Look at it this way: you say he really really wants kids and you know well he won't be having them with you, so the most loving thing you can do for him as a friend is to step back and give him space and time to meet the future mother of his child. This means not meeting in person for some time. At all. Cause all it's going to take is an impulse or lowered inhibitions on one of your parts, and you know you're going to end up fucking again.

Wreckytangle · 16/11/2020 11:38

I’m 48 and had my DS just over a year ago via an egg donor. I have a DD (using my own egg). I would be a massive advocate for egg donation - the fact that DS is not genetically mine makes absolutely no difference.

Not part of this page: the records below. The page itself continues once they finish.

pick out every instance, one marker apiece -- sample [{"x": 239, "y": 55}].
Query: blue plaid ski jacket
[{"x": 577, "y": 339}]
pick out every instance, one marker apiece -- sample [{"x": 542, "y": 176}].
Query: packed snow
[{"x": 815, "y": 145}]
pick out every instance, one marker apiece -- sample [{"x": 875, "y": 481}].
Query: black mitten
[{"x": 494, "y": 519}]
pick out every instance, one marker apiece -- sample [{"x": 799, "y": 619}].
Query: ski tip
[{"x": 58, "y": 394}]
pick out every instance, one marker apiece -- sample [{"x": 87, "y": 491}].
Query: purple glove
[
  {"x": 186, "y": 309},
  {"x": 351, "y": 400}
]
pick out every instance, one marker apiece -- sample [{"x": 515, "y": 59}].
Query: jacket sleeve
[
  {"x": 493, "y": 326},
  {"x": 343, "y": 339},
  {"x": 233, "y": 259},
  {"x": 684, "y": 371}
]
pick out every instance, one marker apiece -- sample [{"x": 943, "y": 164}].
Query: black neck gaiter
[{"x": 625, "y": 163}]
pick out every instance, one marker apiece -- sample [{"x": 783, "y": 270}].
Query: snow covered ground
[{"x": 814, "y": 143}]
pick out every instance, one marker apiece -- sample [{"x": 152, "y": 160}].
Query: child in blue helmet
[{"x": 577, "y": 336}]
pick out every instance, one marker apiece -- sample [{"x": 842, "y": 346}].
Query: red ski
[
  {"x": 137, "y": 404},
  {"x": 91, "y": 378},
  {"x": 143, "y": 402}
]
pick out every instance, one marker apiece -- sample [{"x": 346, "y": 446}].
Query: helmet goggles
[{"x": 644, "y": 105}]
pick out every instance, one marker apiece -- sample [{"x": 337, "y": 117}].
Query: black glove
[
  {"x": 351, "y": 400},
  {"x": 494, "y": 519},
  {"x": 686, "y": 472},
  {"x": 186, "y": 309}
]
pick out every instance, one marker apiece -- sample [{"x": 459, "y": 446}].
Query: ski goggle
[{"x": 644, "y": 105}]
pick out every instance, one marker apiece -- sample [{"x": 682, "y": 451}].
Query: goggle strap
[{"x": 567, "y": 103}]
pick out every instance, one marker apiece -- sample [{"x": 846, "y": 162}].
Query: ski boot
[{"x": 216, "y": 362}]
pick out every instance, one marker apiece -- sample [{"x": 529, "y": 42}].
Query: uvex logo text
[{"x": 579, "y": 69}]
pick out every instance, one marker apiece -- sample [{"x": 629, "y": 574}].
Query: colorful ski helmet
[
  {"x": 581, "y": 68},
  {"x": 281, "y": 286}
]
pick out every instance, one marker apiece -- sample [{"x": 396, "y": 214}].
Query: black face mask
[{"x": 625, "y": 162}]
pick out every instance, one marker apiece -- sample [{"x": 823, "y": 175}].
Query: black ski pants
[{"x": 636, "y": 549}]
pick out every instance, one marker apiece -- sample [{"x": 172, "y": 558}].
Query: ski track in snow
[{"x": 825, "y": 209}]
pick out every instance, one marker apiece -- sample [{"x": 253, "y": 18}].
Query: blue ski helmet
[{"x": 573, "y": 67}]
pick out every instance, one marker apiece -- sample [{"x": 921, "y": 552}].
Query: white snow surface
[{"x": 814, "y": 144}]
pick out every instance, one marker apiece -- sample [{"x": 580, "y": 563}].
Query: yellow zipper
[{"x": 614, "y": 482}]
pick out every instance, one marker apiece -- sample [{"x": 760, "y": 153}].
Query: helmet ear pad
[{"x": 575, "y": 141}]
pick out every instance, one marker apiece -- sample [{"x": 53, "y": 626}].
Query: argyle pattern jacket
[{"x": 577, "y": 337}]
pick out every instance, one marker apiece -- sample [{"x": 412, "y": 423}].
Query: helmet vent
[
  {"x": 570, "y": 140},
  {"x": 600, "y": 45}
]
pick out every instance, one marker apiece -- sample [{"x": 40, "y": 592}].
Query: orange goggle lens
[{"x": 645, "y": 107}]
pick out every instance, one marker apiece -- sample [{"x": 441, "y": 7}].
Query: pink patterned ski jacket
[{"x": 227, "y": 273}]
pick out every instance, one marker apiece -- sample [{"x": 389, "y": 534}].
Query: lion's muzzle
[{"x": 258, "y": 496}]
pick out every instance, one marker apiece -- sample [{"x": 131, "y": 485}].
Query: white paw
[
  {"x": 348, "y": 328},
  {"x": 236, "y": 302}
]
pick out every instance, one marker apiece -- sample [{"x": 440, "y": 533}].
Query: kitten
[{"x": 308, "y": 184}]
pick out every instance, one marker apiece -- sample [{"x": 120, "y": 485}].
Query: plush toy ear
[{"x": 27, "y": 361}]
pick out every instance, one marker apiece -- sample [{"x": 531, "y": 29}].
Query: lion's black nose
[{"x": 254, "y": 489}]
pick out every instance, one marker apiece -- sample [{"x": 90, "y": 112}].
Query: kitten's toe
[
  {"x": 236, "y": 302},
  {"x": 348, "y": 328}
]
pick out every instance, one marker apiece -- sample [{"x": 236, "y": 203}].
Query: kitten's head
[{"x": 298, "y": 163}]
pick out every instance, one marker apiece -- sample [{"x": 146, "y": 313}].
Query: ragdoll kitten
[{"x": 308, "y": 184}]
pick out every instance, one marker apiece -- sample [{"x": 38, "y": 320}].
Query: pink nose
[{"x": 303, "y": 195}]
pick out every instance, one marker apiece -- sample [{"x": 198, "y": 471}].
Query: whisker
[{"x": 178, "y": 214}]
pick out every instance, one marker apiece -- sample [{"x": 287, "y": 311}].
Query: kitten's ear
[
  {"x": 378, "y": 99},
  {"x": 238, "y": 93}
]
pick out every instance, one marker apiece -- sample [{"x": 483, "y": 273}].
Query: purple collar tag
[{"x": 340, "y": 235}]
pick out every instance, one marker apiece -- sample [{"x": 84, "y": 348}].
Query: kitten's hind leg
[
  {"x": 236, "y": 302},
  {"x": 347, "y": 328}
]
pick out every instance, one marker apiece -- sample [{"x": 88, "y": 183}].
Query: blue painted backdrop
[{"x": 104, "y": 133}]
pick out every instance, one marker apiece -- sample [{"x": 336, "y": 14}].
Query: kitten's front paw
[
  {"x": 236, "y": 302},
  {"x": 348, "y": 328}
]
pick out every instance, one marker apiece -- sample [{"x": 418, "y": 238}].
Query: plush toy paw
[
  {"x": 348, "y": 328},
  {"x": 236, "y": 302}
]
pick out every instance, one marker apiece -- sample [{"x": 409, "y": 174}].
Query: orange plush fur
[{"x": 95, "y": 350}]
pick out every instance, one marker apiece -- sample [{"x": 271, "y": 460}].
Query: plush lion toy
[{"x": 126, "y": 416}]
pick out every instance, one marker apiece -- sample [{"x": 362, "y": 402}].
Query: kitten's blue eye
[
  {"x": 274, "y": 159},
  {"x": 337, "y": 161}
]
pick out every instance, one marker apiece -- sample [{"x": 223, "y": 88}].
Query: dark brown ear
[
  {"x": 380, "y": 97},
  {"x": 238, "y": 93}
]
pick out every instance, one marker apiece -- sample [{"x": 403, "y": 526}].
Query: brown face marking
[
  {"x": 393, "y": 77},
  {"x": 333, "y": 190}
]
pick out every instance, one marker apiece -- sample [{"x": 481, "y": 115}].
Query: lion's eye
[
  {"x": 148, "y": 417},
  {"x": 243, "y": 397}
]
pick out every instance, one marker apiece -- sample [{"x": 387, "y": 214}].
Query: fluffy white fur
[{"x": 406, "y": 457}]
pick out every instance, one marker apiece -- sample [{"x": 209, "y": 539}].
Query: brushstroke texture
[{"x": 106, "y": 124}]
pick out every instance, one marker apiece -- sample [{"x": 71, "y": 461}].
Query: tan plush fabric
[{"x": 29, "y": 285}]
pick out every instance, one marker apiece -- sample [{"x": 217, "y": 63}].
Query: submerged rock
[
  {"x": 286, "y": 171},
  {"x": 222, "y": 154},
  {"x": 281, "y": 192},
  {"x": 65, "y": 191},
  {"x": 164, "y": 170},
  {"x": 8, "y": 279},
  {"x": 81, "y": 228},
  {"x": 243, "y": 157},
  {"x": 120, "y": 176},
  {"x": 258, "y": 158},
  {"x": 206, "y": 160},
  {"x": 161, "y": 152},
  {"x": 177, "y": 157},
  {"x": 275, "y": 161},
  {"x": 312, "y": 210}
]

I also found my pregnancy/birth via csection far easier than 10years ago with DD. Have you fully decided not to have children?

ShalomToYouJackie · 16/11/2020 11:43

If it weren't for him wanting children I would say go for it and try a relationship.

This situation has to end at some point, either now or when he finds a girlfriend and drops you and I think the latter would be more painful so I'd stop it now.

A slightly different situation but when I met DP, we were sort of FWB. Sleeping together but not in a relationship and not exclusive and I grew feelings too and put a stop to things after a few months as I was too jealous about the idea of him seeing other people. Turns out he felt the same and we became exclusive. We have now been together 4 years and have a baby on the way

He always said he didn't want any children and I know I did in the future so I wasn't sure what would happen but he changed his mind

Numnumbirdy · 16/11/2020 13:32

The reason the sex is so good is you don’t have all the usual resentments you would get in a relationship that eventually carry over into the bedroom. With a FWB you can really open yourself up and be sexually vulnerable in a way that you aren’t in a relationship - no judgements from a fwb. Still means you can be fond of each other but keep telling yourself (and them) it’s just sex!